[dxvk] Periodically flush handles for long-running queries #3273

CFSworks · 2023-03-02T02:33:24Z

Some apps (e.g. Halo: MCC) misuse D3D11 queries: they'll Begin(...) a query, and then only afterward decide that they don't actually want the results, returning the query object back to the engine's internal query pool without first calling End(...). The query thus continues to remain active until the engine decides to allocate the query for another purpose... if it ever does.

While this is misuse of the D3D API and is definitely a bug in the app, DXVK ought to tolerate this situation at least as well as D3D itself apparently does. This change will try to free up Vulkan query handles if they're in the available state, tracking their totals on the DxvkGpuQuery object itself instead.

As a bonus, this change should also reduce the CPU time consumed by repeated GetData(...) calls, since it avoids redundantly summing query handle results.

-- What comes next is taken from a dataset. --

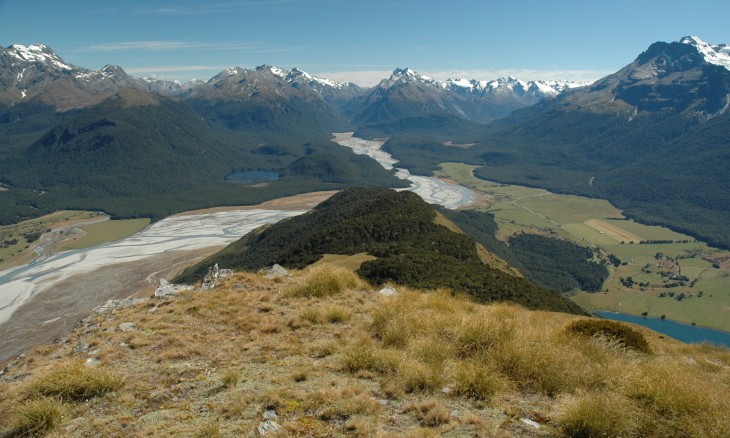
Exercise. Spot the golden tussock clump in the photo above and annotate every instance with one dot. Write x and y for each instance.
(322, 354)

Some apps (e.g. Halo: MCC) misuse D3D11 queries: they'll Begin(...) a query, and then only afterward decide that they don't actually want the results, returning the query object back to the engine's internal query pool without first calling End(...). The query thus continues to remain active until the engine decides to allocate the query for another purpose... if it ever does. While this is misuse of the D3D API and is definitely a bug in the app, DXVK ought to tolerate this situation at least as well as D3D itself apparently does. This change will try to free up Vulkan query handles if they're in the available state, tracking their totals on the DxvkGpuQuery object itself instead. As a bonus, this change should also reduce the CPU time consumed by repeated GetData(...) calls, since it avoids redundantly summing query handle results.

doitsujin

Thanks for debugging that and coming up with a solution; I think the concept is good but I'll want to do some refactoring on the query code before addressing this.

Do you happen to have an apitrace or something to test the changes with? If not, I can hack a quick test app as well in a few minutes as well, would just be nice to see how bad the problem is in practice.

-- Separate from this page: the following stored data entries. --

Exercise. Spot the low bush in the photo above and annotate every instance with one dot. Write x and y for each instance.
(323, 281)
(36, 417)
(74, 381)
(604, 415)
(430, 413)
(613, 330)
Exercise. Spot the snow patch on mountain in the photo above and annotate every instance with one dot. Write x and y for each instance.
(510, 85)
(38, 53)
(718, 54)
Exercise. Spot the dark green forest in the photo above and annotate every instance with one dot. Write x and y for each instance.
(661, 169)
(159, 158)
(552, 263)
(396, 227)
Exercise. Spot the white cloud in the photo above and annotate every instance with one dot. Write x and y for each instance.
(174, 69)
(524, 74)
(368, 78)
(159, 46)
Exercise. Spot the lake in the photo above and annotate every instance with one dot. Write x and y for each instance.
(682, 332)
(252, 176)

doitsujin · 2023-03-02T13:18:00Z

src/dxvk/dxvk_gpu_query.cpp

@@ -78,13 +73,44 @@ namespace dxvk {


  void DxvkGpuQuery::addQueryHandle(const DxvkGpuQueryHandle& handle) {
+    // Some apps forget to End() their queries; instead of accumulating query
+    // handles indefinitely, try to clean them up periodically.
+    if (m_handles.size() >= 256)


Any reason not to do this on every call? 256 queries as a threshold is a lot for a single query object, and games tend to have thousands of query objects. At the same time, we'll very rarely have more than one Vulkan query per D3D query in well-behaved games, so there won't really be any overhead.

You guessed it in your edit: the reason is to avoid overhead. Checking a deque's size, comparing against a constant, and conditionally branching over a call is one or two orders of magnitude cheaper than a vkGetQueryPoolResults which will likely only come back with VK_NOT_READY if run on a query handle so recently allocated.

Yeah, 256 is a pretty big threshold! The vast, vast majority of D3D queries out there in the wild are used responsibly and don't come anywhere near that number, which I picked since I didn't want to spend time seeking out the not-as-well-behaved games which do use multiple Vulkan queries per D3D query to make sure this new codepath wasn't causing some regression somewhere. I chose 256 conservatively to be sure that this would only affect "leaked" D3D queries. (And, let's remember that the old threshold was actually infinity, and while games do tend to have thousands of query objects, I only observed about a dozen being leaked in this manner.)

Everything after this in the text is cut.